Mars Lost Its Water Rapidly

A new mechanism for desiccation on Mars could have dried up an ocean much faster than previously thought.

Bedrock at site of putative lakebed. Bedrock at this site added to a puzzle about ancient Mars by indicating that a lake was present, but that little carbon dioxide was in the air to help keep a lake unfrozen. Credits: NASA/JPL-Caltech/MSSS, Feb 6, 2017
Credits: NASA/JPL-Caltech/MSSS, Feb 6, 2017

Planetary scientists have long inferred vast quantities of water in Mars’s past based on canyons, channels, sediments and erosion patterns. There is no water today. Why? The common answer has been that the solar wind and ultraviolet light from the sun gradually reduced the Martian atmosphere to the point where there was insufficient pressure to keep water in the liquid state. The drying process, thought to be “a trickle,” would have been accelerated as the red planet’s magnetic field decayed. Today, there are only patches of magnetic field remaining.

Now, Science has reported another process that could have accelerated the loss of Mars water: dust storms. Paul Voosen writes about findings from the MAVEN mission in his article, “Dust storms on Mars propel water’s escape to space.” These “churning dust storms” which mysteriously blanket the entire globe every few years, act like water pumps, propelling water from the ground out into space. This mechanism had been suggested before.

During the 2018 storm, however, Shane Stone, a graduate student at the University of Arizona, was looking at data from MAVEN, which has studied the planet’s upper atmosphere since 2014. One MAVEN instrument directly samples the gossamer atmosphere as the probe dips to its lowest orbital altitude of 150 kilometers, and Stone and his colleagues couldn’t believe what it was reporting: While the dust swirled at lower altitudes, a deluge of water was reaching the edge of space. “This was really a smack in the face,” Stone says. “The global dust storm stands out in the data like nothing else.”

Other scientists realized that the process creates a feedback loop that actually increases the draw of water up high into the atmosphere.

Fedorova and colleagues believe dust drives a positive feedback that pumps water into the upper atmosphere. Sun-warmed dust particles radiate heat into the lower atmosphere, driving winds that kick up more dust, which in turn leads to more heat and more dust. A warmer atmosphere can hold more water vapor, and the dust itself likely drags water along with it as it swirls into the upper atmosphere.

The TGO observations showed water levels gradually increase through the southern summer, but the MAVEN data suggest regional and global dust storms drive the largest spikes. Over the course of 2 days near the start of the 2018 storm, water abundance in the upper atmosphere, normally about 3 parts per million, more than doubled; by summer’s peak, the storm and the overall warming ultimately combined to push those levels to 60 parts per million. “It’s just a huge influx of water,” Stone says.

On top of that, carbon dioxide in the solar wind is now thought to be more efficient at breaking up water molecules.

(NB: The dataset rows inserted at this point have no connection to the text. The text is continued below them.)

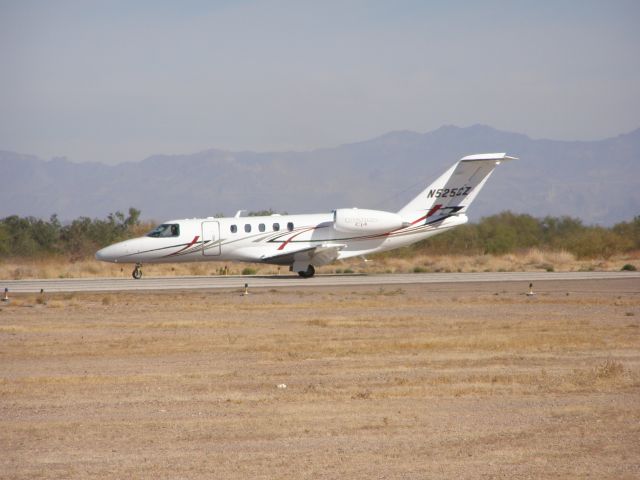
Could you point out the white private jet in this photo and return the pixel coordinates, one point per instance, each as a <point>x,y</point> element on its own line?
<point>307,241</point>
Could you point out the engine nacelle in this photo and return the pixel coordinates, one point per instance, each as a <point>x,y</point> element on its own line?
<point>356,220</point>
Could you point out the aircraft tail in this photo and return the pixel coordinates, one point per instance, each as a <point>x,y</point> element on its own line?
<point>455,189</point>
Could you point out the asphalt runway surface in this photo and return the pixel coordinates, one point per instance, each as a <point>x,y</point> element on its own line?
<point>235,282</point>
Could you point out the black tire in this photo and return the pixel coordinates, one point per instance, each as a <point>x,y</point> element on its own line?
<point>308,273</point>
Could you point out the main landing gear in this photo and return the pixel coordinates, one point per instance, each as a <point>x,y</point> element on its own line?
<point>308,273</point>
<point>137,271</point>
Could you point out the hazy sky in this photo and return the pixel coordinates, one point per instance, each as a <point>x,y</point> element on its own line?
<point>116,81</point>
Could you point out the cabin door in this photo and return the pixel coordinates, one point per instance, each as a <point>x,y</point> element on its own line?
<point>210,238</point>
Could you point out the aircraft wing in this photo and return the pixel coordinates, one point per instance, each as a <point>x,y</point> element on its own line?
<point>318,255</point>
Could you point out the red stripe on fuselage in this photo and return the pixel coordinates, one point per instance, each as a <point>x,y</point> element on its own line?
<point>195,239</point>
<point>284,244</point>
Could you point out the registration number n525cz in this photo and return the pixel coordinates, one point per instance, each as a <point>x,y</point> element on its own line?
<point>449,192</point>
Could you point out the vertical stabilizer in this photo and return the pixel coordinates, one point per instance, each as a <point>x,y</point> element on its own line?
<point>455,189</point>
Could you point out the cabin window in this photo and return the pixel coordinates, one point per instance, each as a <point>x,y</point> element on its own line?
<point>165,230</point>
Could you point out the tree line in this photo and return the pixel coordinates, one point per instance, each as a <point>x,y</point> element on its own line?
<point>30,237</point>
<point>506,232</point>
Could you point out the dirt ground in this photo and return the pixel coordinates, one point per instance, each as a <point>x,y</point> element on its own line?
<point>430,381</point>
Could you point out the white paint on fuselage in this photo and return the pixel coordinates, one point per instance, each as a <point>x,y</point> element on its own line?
<point>314,239</point>
<point>309,231</point>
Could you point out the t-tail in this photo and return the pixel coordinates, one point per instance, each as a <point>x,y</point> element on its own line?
<point>452,193</point>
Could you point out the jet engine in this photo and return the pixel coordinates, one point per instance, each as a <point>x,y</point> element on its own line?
<point>358,221</point>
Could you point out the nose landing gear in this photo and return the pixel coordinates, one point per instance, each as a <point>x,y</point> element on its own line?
<point>308,273</point>
<point>137,271</point>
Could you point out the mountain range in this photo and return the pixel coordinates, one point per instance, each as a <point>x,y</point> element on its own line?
<point>597,181</point>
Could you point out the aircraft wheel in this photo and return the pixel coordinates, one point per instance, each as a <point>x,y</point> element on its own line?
<point>137,272</point>
<point>308,273</point>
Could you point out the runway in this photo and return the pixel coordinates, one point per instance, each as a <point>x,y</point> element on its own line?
<point>234,282</point>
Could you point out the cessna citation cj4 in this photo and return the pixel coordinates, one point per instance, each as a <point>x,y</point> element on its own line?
<point>307,241</point>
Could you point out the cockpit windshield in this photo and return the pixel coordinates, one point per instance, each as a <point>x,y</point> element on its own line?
<point>165,230</point>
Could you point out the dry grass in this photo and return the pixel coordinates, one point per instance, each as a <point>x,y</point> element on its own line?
<point>531,260</point>
<point>381,382</point>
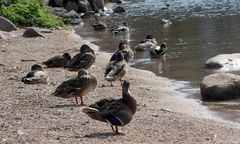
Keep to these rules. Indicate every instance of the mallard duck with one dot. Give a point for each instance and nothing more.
(158, 50)
(115, 112)
(77, 86)
(58, 61)
(120, 28)
(84, 59)
(145, 44)
(36, 75)
(115, 70)
(126, 50)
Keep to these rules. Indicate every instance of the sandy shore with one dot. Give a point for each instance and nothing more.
(28, 113)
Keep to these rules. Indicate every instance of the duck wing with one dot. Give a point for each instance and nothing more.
(81, 61)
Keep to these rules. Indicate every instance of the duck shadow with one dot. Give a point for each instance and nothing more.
(65, 105)
(104, 135)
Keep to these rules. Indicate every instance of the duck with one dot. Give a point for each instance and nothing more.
(158, 50)
(36, 76)
(84, 59)
(116, 112)
(58, 61)
(126, 50)
(78, 86)
(115, 70)
(120, 28)
(145, 44)
(165, 22)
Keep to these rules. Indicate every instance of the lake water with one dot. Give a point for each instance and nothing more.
(200, 29)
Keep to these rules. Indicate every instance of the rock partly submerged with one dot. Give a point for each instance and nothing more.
(224, 62)
(220, 86)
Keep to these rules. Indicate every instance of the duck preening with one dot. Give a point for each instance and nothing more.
(115, 70)
(126, 50)
(36, 75)
(58, 61)
(83, 60)
(117, 112)
(145, 44)
(120, 28)
(158, 50)
(77, 87)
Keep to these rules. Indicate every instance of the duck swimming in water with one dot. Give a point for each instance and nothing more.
(158, 50)
(117, 112)
(36, 76)
(120, 28)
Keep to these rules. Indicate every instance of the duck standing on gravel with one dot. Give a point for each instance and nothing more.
(115, 70)
(120, 28)
(58, 61)
(145, 44)
(36, 75)
(115, 112)
(83, 60)
(126, 50)
(77, 87)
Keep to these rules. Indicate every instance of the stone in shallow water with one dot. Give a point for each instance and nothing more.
(32, 32)
(220, 86)
(224, 62)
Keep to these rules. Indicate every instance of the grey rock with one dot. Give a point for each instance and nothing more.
(119, 9)
(96, 4)
(6, 35)
(220, 86)
(83, 6)
(224, 62)
(32, 32)
(55, 3)
(71, 5)
(60, 12)
(99, 26)
(6, 25)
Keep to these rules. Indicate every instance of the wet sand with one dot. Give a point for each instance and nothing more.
(164, 115)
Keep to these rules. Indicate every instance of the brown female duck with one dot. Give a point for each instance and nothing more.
(84, 59)
(58, 61)
(126, 50)
(116, 112)
(36, 75)
(77, 87)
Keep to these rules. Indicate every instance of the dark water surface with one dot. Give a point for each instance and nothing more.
(200, 29)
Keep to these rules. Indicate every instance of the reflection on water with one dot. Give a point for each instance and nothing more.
(200, 29)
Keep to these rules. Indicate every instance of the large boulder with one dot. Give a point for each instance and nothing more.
(79, 6)
(32, 32)
(83, 6)
(73, 17)
(6, 25)
(224, 62)
(220, 86)
(6, 35)
(56, 3)
(96, 4)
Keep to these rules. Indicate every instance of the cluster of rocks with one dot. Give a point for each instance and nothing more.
(7, 27)
(222, 85)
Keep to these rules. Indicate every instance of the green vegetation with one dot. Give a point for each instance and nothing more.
(29, 13)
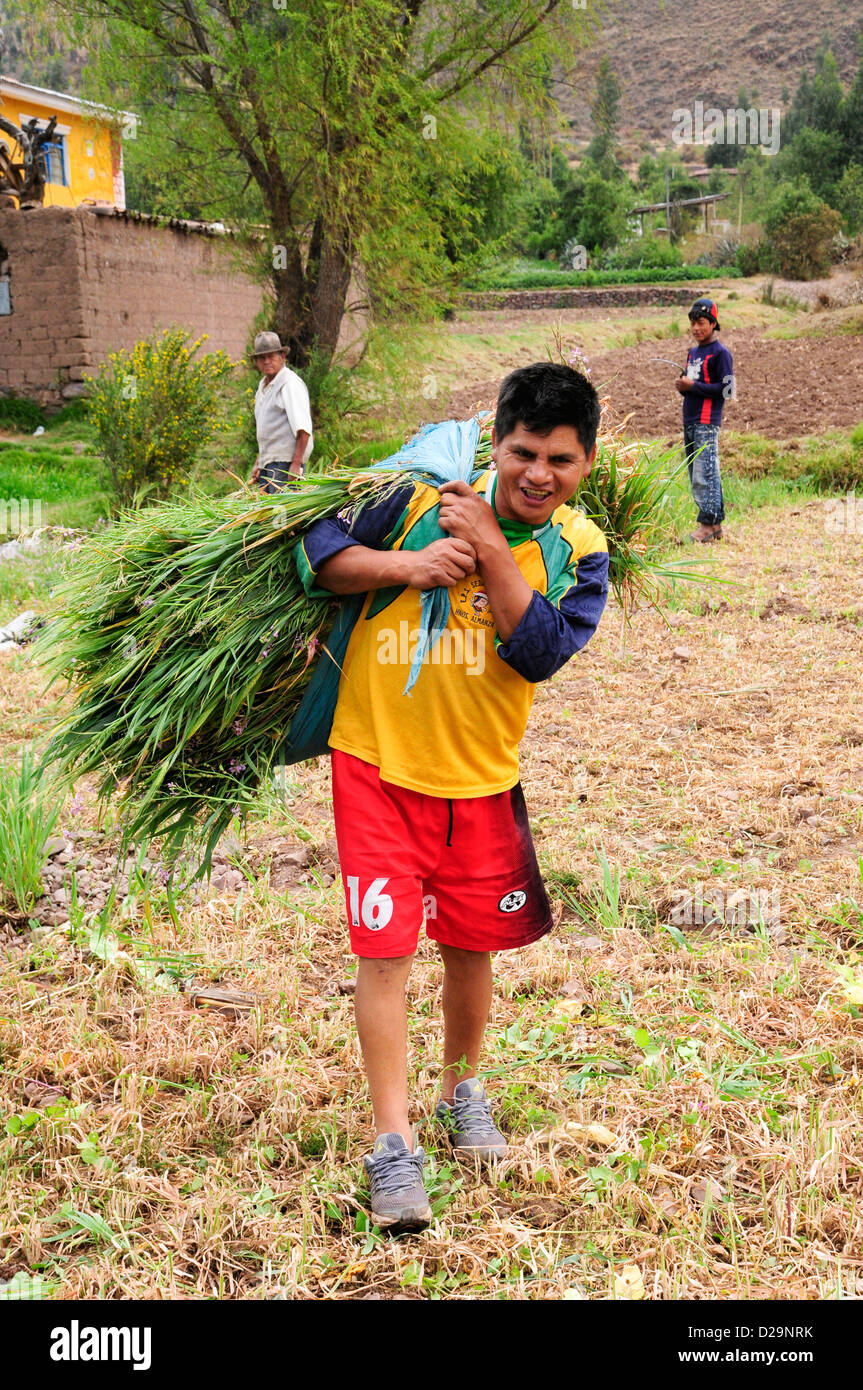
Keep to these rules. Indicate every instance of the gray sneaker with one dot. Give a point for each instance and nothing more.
(469, 1121)
(395, 1178)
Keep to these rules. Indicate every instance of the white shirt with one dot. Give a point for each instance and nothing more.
(281, 410)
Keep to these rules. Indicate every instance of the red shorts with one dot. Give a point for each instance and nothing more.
(466, 866)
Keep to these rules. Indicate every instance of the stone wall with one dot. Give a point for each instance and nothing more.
(84, 282)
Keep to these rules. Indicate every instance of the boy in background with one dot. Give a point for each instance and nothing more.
(705, 387)
(428, 808)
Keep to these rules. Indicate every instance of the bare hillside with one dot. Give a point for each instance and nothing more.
(669, 56)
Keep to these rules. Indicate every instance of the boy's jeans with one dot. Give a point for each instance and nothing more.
(701, 446)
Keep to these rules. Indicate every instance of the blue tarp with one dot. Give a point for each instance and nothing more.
(438, 453)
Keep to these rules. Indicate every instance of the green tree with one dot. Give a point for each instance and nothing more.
(605, 113)
(817, 156)
(848, 199)
(305, 121)
(801, 231)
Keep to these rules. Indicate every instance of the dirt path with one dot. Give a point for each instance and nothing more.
(785, 388)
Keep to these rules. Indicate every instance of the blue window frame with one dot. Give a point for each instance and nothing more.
(56, 160)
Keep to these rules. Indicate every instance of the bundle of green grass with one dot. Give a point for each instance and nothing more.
(188, 641)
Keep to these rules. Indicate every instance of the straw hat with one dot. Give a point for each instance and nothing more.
(266, 344)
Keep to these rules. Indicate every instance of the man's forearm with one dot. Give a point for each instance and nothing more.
(509, 592)
(302, 439)
(357, 569)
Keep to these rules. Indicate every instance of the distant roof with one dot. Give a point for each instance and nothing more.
(13, 89)
(680, 202)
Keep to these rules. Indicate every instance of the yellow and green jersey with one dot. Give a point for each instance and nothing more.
(457, 733)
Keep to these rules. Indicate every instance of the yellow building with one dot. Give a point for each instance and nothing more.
(85, 157)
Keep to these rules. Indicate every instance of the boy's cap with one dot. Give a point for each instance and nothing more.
(706, 309)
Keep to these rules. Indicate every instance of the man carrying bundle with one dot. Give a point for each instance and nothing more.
(428, 809)
(282, 417)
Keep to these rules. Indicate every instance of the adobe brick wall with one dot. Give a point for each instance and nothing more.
(84, 284)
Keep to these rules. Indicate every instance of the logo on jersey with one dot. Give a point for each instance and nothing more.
(512, 901)
(470, 603)
(480, 601)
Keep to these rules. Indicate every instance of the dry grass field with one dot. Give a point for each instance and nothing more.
(678, 1064)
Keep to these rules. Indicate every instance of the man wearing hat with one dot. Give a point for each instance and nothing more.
(282, 417)
(706, 385)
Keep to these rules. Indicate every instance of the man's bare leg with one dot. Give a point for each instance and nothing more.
(382, 1026)
(467, 998)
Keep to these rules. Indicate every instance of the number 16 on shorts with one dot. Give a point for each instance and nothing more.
(377, 905)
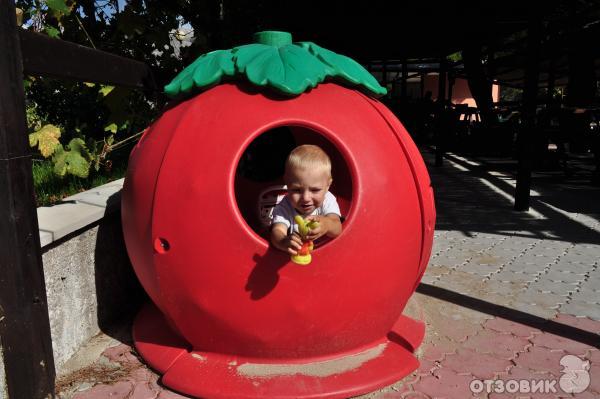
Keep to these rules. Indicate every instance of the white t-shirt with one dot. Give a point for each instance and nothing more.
(284, 212)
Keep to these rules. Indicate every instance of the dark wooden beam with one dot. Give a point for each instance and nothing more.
(403, 87)
(24, 324)
(525, 137)
(45, 56)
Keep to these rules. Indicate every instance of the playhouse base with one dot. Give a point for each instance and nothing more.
(211, 375)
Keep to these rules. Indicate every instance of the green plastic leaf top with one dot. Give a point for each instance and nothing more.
(277, 63)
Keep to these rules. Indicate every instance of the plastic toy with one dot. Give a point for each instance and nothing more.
(232, 317)
(304, 256)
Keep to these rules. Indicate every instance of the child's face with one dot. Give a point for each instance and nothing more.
(307, 188)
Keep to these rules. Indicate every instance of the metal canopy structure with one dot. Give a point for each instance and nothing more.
(396, 31)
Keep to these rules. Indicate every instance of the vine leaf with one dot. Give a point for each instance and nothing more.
(111, 128)
(58, 6)
(52, 31)
(74, 160)
(46, 139)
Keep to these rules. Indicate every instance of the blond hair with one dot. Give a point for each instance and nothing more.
(308, 156)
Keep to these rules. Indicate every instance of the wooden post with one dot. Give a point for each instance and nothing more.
(526, 133)
(441, 119)
(24, 324)
(404, 83)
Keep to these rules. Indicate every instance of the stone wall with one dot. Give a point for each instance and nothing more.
(90, 284)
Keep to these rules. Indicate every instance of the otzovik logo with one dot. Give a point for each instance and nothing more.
(575, 379)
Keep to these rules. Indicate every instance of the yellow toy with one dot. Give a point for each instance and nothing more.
(304, 257)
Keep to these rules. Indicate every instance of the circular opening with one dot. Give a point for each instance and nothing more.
(259, 181)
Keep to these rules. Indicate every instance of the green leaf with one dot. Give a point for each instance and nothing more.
(207, 70)
(105, 90)
(58, 5)
(75, 160)
(286, 68)
(46, 139)
(52, 31)
(274, 62)
(345, 68)
(111, 128)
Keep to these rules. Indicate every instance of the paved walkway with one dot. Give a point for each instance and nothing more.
(506, 295)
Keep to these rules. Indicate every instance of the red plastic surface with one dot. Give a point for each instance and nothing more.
(212, 375)
(217, 282)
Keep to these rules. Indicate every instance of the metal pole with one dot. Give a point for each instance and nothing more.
(526, 133)
(441, 117)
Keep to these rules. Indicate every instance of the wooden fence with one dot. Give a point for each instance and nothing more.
(24, 323)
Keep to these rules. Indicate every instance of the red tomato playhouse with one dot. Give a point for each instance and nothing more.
(231, 316)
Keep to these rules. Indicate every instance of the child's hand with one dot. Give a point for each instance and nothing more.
(292, 243)
(320, 230)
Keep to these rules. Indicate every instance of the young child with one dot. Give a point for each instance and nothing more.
(308, 177)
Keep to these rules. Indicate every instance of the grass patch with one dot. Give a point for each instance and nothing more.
(50, 188)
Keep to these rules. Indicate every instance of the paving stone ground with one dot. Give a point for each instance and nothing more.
(506, 295)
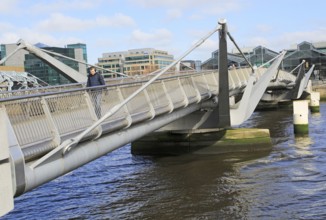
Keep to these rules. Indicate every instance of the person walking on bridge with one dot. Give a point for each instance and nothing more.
(95, 79)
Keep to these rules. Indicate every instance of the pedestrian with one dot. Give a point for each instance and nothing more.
(95, 79)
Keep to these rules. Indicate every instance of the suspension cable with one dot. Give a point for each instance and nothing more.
(236, 45)
(74, 141)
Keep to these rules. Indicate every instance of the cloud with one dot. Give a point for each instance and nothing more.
(263, 28)
(117, 20)
(63, 5)
(173, 14)
(8, 6)
(61, 23)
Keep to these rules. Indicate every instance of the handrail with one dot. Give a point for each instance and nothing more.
(68, 144)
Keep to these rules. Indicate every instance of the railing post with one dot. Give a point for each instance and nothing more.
(92, 112)
(54, 131)
(171, 105)
(6, 182)
(223, 95)
(185, 100)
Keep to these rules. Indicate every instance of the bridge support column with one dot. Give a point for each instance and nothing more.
(314, 102)
(6, 182)
(300, 117)
(203, 141)
(223, 95)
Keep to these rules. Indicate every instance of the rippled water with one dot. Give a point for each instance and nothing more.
(288, 182)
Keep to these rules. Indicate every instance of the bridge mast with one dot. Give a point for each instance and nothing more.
(223, 95)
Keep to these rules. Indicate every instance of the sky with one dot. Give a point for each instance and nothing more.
(171, 25)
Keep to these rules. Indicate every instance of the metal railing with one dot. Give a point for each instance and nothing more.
(43, 119)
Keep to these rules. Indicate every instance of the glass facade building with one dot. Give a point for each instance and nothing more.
(47, 73)
(81, 46)
(311, 53)
(135, 62)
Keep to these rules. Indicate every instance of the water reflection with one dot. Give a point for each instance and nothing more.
(286, 183)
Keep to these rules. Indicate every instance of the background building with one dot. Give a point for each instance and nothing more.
(312, 53)
(47, 73)
(190, 65)
(17, 60)
(135, 62)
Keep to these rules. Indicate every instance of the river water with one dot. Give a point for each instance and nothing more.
(288, 182)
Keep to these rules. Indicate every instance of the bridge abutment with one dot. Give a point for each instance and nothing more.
(203, 141)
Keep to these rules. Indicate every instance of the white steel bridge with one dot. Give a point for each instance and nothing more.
(47, 132)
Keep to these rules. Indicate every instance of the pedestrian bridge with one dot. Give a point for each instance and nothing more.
(48, 132)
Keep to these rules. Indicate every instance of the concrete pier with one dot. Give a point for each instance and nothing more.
(300, 117)
(203, 141)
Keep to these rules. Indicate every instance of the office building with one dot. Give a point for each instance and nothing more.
(135, 62)
(52, 76)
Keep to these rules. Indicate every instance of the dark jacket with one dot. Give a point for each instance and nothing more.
(95, 80)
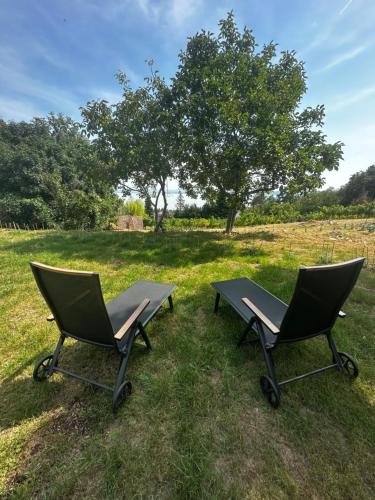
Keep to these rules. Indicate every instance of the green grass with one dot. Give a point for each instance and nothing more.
(197, 425)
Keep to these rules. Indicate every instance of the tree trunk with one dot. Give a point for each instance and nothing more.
(159, 225)
(230, 220)
(156, 215)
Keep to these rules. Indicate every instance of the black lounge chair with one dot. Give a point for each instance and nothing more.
(319, 294)
(77, 305)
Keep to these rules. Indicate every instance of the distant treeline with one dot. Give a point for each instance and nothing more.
(50, 176)
(274, 213)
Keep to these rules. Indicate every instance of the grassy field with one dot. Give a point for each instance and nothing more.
(197, 425)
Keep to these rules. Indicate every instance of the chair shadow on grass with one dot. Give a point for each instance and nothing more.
(22, 398)
(306, 404)
(320, 397)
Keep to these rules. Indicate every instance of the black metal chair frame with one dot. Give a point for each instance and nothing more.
(270, 385)
(131, 329)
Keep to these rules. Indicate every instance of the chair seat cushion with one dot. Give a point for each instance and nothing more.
(121, 308)
(234, 290)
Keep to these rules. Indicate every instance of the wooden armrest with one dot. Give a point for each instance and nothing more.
(263, 318)
(131, 320)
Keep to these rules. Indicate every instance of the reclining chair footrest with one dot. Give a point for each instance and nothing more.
(84, 379)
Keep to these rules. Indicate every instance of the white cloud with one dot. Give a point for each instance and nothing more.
(351, 98)
(346, 56)
(17, 110)
(359, 153)
(180, 10)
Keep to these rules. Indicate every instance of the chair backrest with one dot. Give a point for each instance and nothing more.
(318, 297)
(76, 301)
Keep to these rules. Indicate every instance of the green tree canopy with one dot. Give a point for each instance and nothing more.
(49, 176)
(136, 136)
(241, 129)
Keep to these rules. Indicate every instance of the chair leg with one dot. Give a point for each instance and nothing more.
(217, 300)
(335, 354)
(46, 365)
(246, 332)
(269, 385)
(122, 388)
(144, 336)
(170, 300)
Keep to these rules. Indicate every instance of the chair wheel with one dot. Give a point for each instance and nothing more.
(42, 368)
(349, 364)
(270, 390)
(121, 395)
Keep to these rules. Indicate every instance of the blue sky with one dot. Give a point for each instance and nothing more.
(55, 55)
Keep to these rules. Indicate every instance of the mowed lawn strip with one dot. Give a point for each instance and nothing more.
(196, 425)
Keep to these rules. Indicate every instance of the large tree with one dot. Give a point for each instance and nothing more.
(136, 136)
(241, 130)
(48, 176)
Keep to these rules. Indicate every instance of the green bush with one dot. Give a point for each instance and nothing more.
(178, 224)
(274, 213)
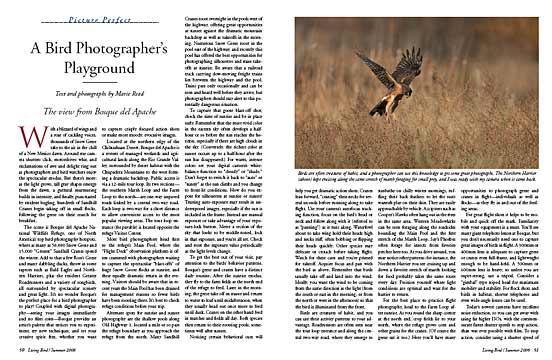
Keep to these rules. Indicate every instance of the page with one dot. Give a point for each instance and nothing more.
(265, 180)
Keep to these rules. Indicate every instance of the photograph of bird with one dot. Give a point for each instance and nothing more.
(398, 83)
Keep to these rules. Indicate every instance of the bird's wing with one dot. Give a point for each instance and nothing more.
(379, 71)
(409, 67)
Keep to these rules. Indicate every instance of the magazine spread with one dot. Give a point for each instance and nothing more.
(250, 180)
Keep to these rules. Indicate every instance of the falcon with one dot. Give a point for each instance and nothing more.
(397, 83)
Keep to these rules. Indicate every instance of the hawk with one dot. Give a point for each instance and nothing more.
(397, 83)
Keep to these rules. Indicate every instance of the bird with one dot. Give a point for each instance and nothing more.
(398, 83)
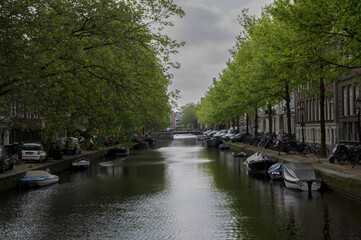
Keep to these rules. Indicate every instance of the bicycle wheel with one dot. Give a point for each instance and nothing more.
(342, 158)
(261, 144)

High in the atmosphere, CO₂ “vigorously splits the water molecules apart,” the article says. Then, the ions are swept out into space, never to return.

A “lake” of briny water is inferred to exist under Mars’ north polar cap.

To estimate how quickly Mars water would be depleted would require knowing the initial quantity of water and the frequency of dust storms. Being moyboys, the planetary scientists assume that the dust-pump process continued over billions of years.

The MAVEN team has calculated that if the observed loss rates persisted throughout martian history, the planet would have lost a global ocean more than 25 meters deep. But how long this dust-driven destruction has operated on Mars is anyone’s guess, Stone adds. It could be recent, or it may have been key to drying out the planet billions of years ago. Researchers believe the planet once had a protective magnetic field that failed early in its history, allowing the solar wind to penetrate deeper in the atmosphere, where global dust storms were putting water in harm’s way. That could have caused water loss to surge, Chaffin says. “Maybe you fall off a cliff and get this seasonal and dust-driven loss,” he says. What MAVEN is witnessing now, he adds, could be the end of a “planetary death spiral.”

If the global ocean had been shallower than that, and the magnetic field had not started out strong, the desiccation of Mars could have been more rapid.

Figuring out how rapid could be an interesting research project for someone looking at the data with different assumptions about age. What is telling about this article is that the secular planetary scientists were surprised about the rapidity of the process. Maybe the “planetary death spiral” occurred much more recently than billions of years ago.